Wien (OTS) – Lange Zeit fehlten in Österreich belastbare Daten zur
Verbreitung von
Diabetes mellitus und dessen Vorstufen. Nun liegen erstmals
Ergebnisse groß angelegter Auswertungen vor – darunter über 6,5
Millionen Nüchternblutzuckerwerte aus der Gesundenuntersuchung sowie
aktuelle Prävalenzdaten aus Hausarztpraxen und Spitälern. Diese neue
Evidenz zeigt deutlich, wie hoch die Dunkelziffer nicht
diagnostizierter Diabetesfälle ist – und unterstreicht die
Dringlichkeit frühzeitiger Erkennung und gezielter Prävention.

Zwtl.: Stille Epidemie

In einer der bislang größten Studien ihrer Art haben
Forscherinnen und Forscher aus Oberösterreich systematisch den
Blutzuckerwert (HbA1c) von über 3000 erwachsenen
Krankenhauspatient:innen untersucht. Das Ergebnis ist alarmierend:
Mehr als jeder zweite Patient (51,5 %) litt an Diabetes oder einer
Vorstufe davon – teilweise ohne es zu wissen.
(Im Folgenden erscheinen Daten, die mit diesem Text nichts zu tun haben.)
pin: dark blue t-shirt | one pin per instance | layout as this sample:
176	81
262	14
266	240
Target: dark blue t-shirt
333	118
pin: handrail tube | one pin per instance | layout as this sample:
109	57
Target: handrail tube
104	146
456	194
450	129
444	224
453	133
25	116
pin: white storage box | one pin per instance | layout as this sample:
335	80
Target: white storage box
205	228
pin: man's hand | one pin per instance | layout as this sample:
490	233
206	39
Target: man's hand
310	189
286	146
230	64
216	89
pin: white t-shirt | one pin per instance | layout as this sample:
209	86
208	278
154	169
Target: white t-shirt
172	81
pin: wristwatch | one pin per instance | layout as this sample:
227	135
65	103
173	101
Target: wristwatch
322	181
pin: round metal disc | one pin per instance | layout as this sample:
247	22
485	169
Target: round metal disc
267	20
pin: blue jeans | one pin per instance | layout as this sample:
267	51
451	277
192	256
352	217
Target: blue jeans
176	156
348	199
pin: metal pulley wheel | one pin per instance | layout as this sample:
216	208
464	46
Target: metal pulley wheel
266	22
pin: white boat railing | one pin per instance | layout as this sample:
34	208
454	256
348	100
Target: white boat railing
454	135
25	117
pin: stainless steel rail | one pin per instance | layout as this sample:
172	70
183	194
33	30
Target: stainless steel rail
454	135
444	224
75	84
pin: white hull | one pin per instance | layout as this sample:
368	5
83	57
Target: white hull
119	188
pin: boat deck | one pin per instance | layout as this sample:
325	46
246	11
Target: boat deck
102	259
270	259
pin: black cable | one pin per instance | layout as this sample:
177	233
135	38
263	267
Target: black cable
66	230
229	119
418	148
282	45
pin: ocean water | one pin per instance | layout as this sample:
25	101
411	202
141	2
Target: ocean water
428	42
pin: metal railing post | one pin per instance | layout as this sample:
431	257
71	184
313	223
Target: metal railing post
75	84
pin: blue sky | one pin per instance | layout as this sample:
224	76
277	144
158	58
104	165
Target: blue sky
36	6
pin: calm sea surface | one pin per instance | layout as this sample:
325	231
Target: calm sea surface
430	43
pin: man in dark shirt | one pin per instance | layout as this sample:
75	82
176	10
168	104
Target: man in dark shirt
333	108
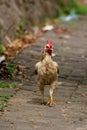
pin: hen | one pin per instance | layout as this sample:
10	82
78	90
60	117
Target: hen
47	72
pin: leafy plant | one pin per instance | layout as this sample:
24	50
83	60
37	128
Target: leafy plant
4	99
10	68
8	85
1	49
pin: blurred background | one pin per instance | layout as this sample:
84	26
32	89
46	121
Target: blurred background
29	13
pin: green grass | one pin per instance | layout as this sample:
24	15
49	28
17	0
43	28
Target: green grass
10	68
82	9
4	99
72	5
1	50
8	85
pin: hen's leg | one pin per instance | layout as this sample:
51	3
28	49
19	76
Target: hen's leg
42	94
52	87
51	101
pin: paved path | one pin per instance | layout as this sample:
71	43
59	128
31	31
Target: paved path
70	113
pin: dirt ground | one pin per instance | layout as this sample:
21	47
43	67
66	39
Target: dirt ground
70	113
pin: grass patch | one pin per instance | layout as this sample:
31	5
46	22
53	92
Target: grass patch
8	85
1	50
4	99
81	9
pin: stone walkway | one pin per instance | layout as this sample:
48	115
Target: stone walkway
70	112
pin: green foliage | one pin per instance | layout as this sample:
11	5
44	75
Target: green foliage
8	85
4	99
1	49
82	9
10	68
70	6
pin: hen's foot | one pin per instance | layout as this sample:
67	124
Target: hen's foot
51	102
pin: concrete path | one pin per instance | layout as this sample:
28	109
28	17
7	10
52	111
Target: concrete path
70	112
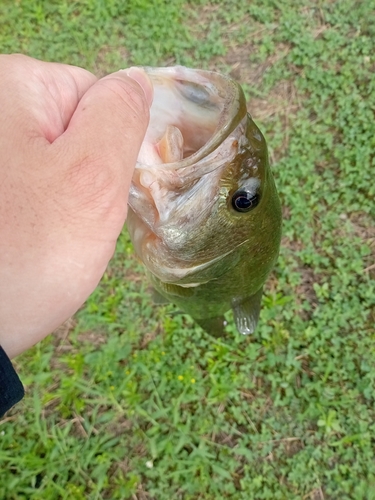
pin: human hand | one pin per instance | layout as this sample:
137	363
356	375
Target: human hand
68	147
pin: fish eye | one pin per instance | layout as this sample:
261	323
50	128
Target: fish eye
244	201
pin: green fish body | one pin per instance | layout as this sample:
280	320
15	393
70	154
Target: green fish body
204	214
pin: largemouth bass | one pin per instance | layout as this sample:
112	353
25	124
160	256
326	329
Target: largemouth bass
204	216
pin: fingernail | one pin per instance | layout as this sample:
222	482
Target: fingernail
141	77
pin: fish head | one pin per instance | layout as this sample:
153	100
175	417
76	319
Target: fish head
203	204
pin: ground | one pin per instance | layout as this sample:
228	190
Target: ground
130	400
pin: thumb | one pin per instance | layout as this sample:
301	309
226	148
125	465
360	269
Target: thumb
102	141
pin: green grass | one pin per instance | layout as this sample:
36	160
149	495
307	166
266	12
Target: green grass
133	401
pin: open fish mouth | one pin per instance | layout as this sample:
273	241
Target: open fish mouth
193	111
204	215
198	126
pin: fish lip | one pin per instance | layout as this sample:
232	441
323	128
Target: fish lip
234	111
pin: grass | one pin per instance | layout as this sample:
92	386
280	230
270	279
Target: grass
134	401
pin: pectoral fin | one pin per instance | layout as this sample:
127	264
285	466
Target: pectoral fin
246	312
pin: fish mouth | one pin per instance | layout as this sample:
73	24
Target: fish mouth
197	126
192	113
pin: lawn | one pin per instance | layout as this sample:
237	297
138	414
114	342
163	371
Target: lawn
130	400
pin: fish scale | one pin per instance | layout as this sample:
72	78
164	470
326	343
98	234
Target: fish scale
204	214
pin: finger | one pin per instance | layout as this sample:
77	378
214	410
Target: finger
38	98
102	141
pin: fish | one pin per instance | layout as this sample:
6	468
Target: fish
204	214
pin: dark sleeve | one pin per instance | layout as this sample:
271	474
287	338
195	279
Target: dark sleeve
11	388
„Diese Zahlen zeigen, dass wir es mit einer weitgehend
unerkannten Epidemie zu tun haben“, erklärt Studienleiter und Past-
President der Österreichischen Diabetes Gesellschaft (ÖDG), Prim.
Univ.-Prof. Dr. Martin Clodi. „Besonders alarmierend ist, dass viele
der Betroffenen nichts von ihrer Erkrankung wussten – erst im Zuge
der stationären Aufnahme wurde der Diabetes festgestellt.“

Durchgeführt wurde die Untersuchung an drei Krankenhäusern in
Linz und Gmunden. „Insgesamt 27,8 % der Patientinnen und Patienten
hatten manifesten Diabetes, bei weiteren 23,7 % fanden wir sogenannte
Prädiabetes-Werte“, erklärt Autor Clodi. Besonders häufig betroffen
waren ältere Menschen: In der Altersgruppe zwischen 70 und 79 Jahren
hatte sogar über ein Drittel der Patient:innen Diabetes.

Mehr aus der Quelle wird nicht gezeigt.